Similarly things are just as tough and seedy in, for my money, one of the best, toughest, most heartfelt cop novels ever—Kent Anderson’s Night Dogs (1996). Anderson, originally from northern California, worked as a merchant seaman, then enlisted, served as a special forces soldier in Vietnam and joined the Portland Police between 1972 and 1976. Night Dogs then may well be largely autobiographical. It certainly had the feel of the constant fever dream of night patrol, the often contradictory and illogical thoughts of regular patrolmen and the random violence of the 1970s city streets. It’s a grim and often difficult novel—centred around an annual cull of feral dogs on Portland’s streets by the police.

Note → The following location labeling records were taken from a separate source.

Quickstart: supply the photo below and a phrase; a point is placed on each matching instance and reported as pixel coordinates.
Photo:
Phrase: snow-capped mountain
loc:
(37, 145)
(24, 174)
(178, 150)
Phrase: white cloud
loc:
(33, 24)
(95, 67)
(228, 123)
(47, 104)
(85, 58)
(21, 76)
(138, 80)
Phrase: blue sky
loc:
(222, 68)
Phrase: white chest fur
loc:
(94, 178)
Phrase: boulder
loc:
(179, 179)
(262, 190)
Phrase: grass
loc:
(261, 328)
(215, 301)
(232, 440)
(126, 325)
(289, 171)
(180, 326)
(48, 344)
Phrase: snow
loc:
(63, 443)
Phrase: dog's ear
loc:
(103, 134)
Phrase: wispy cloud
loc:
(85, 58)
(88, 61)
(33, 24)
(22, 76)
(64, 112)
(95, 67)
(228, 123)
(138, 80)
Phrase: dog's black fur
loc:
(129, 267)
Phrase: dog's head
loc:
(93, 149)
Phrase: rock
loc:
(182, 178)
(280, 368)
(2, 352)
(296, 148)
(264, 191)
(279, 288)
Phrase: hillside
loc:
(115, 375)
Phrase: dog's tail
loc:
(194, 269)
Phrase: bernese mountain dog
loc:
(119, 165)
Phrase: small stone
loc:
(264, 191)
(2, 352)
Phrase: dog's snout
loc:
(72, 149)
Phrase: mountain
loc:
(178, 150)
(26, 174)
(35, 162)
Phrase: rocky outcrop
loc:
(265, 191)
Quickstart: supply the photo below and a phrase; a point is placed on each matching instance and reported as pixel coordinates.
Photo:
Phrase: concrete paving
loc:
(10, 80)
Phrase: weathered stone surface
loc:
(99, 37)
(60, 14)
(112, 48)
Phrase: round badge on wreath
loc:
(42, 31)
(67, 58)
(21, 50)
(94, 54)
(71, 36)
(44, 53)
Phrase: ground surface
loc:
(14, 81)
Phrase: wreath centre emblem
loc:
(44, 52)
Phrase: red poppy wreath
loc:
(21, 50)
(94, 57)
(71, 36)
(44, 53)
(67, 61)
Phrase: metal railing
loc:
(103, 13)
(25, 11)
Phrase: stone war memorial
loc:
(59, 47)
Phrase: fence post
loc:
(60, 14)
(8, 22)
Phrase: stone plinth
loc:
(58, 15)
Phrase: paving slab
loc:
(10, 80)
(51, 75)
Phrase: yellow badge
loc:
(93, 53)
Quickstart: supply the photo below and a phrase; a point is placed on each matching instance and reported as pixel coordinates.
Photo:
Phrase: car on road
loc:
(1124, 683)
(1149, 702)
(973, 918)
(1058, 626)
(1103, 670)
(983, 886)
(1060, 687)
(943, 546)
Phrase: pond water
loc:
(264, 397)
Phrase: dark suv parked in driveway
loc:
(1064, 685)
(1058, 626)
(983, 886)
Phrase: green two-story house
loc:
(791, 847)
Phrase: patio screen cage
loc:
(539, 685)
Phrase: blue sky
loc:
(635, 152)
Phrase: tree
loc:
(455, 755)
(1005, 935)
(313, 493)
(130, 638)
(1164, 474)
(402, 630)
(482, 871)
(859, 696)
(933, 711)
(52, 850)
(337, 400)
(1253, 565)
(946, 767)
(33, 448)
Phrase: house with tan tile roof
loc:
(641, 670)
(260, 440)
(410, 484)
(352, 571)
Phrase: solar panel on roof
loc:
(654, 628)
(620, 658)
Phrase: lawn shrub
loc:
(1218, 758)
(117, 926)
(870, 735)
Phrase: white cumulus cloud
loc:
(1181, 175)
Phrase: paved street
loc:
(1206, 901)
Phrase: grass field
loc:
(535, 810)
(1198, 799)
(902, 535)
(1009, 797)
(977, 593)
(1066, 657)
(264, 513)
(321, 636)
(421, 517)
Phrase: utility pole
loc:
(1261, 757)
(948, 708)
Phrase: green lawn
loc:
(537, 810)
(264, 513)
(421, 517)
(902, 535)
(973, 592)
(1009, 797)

Of course the night dogs as seen through the eyes of a patrolman named Hanson, a Vietnam vet, are the druggies, pimps, hustlers and the lost that inhabit the city’s night-time streets.
More recently Alafair Burke, who attended the Reed Liberal Arts College in Portland, wrote the three book Samantha Kincaid series. Kincaid is a Deputy District Attorney attached to Portland’s Drug and Vice Division. In her first outing, Judgement Calls (2003) a vicious beating on the city’s outskirts points to underage prostitution rings and a possible serial killer. In Missing Justice (2004) Samantha Kincaid starts out mixing in Portland’s high society which, it turns out, has some low and dirty secrets it might be willing to kill to keep. In the last of the trilogy, Close Case (2005), Kincaid has moved to the Major Crimes Team, a murdered reporter and a seemingly obvious suspect. All three books are great guides to the various upsides and underbellies of Portland.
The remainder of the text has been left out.